25OHD3 can be tested by different methods – assays have improved in the last three decades. With the huge interest in VDD, assays have also become more easily and cheaply available, but testing remains tricky, and care in interpretation is needed [7]. The vexed questions today regarding detection of VDD and monitoring treatment/ supplementation are: whom to test, and how often to test, even as ease of testing is changing our attitudes.

All major Societies recommend D supplementation for pregnant women, infants, and vulnerable children and adolescents [8,9]; though doses and duration remain controversial [10]. With greater awareness of how ubiquitous VDD is, adherence to these recommendations is improving, but still woefully inadequate. Ironically, like the nutrition paradox, we now see iatrogenic toxicity as very high doses of D3, especially intramuscular depots or activated D3 (alphacalcidol, calcitriol), are prescribed unnecessarily. Guidelines now clearly recommend against such malpractices.

In summary, VDD and rickets were nearly eliminated by public health measures, and it can be done again. The medical fraternity must be aware of the changing needs – whether medical, environmental, or political – so we can best serve our patients.

References

1. Agarwal JR, Sheth SC, Tibrewala NS. Rickets – a study of 300 cases. Indian Pediatr. 1969;12:792-8.

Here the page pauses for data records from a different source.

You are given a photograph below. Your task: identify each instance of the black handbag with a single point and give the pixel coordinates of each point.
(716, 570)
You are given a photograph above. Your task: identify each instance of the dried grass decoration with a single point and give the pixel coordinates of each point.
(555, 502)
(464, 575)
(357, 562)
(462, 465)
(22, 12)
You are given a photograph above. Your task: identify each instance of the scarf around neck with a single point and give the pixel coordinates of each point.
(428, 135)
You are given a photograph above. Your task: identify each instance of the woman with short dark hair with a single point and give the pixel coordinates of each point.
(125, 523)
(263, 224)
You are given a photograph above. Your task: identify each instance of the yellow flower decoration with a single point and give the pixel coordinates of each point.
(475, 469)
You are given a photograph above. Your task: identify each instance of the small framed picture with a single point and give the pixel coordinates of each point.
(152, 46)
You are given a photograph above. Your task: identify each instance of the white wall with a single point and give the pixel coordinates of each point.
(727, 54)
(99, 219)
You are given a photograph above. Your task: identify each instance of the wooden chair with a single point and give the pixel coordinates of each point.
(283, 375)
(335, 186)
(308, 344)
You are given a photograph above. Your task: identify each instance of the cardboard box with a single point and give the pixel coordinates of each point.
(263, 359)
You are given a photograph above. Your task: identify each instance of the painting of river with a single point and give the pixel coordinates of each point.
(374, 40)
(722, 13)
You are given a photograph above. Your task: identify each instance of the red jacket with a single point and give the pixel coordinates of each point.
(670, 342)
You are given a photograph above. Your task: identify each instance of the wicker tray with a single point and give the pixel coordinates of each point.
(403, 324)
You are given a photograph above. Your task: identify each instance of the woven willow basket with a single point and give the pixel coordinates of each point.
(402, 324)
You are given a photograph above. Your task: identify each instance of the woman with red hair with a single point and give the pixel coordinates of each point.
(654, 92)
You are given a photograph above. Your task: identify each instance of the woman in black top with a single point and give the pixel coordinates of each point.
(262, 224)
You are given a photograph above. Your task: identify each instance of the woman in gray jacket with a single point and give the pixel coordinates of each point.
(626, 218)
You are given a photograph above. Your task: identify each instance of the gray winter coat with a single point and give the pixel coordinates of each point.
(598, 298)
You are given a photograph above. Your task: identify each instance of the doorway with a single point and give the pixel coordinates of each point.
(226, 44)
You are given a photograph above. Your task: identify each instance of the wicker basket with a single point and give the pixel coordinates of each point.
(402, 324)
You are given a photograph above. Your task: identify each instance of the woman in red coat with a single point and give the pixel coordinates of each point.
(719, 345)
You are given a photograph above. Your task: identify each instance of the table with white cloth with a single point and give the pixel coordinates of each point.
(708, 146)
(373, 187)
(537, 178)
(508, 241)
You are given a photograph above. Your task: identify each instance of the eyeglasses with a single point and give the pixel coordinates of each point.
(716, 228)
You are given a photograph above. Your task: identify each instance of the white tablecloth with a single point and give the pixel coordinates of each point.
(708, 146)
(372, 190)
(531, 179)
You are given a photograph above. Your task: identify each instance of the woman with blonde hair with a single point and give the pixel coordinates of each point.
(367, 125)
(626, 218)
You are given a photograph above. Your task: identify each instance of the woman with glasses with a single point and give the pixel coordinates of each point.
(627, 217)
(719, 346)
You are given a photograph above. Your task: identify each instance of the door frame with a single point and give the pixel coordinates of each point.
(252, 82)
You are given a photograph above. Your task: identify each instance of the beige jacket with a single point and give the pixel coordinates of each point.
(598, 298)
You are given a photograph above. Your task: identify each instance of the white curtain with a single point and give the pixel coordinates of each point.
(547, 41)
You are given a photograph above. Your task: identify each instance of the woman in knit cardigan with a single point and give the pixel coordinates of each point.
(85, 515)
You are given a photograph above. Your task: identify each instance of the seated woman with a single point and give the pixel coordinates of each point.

2. Sachan A, Gupta R, Das V, Agarwal A, Awasthi PK, Bhatia V. High prevalence of vitamin D deficiency among pregnant women and their newborns in northern India. Am J Clin Nutr. 2005;81:1060-4.

3. Zhang M, Shen F, Petryk A, Tang J, Chen X, Sergi C. "English Disease": Historical notes on rickets, the bone-lung link and child neglect issues. Nutrients. 2016;8:722.

4. Bivins R. Ideology and disease identity: The politics of rickets, 1929–1982. Med Humanit. 2014;40:3-10.

5. Pettifor JM. Nutritional rickets: Deficiency of vitamin D, calcium, or both? Am J Clin Nutrition. 2004;80:725-9S.

6. Harinarayan CV, Ramalakshmi T, Prasad UV, Sudhakar D, Srinivasarao PV, Sarma KV, et al. High prevalence of low dietary calcium, high phytate consumption and vitamin D deficiency in healthy South Indians. Am J Clin Nutr. 2007;85:1062-7.

7. Holick MF. Vitamin D status: Measurement, interpretation and clinical application. Ann Epidemiol. 2009;19:73-8.

8. Munns CF, Shaw N, Kiely M, Specker BL, Thacher TD, Ozono K, et al. Global Consensus Recommendations on Prevention and Management of Nutritional Rickets. J Clin Endocrinol Metab. 2016;101:394-415.

9. Khadilkar A, Khadilkar V, Chinappa J, Rathi N, Khadgawat R, Balasubramiam S, et al. Prevention and treatment of vitamin D and calcium deficiency in children and adolescents: Indian Academy of Pediatrics (IAP) Guidelines. Indian Pediatr. 2017;54:567-73.

10. Marwaha RK, Mithal A, Bhari N, Sethuraman G, Gupta S, Shukla M, et al. Supplementation with three different daily doses of vitamin D3 in healthy pre-pubertal school girls: A cluster randomized trial. Indian Pediatr. 2018;55:951-6.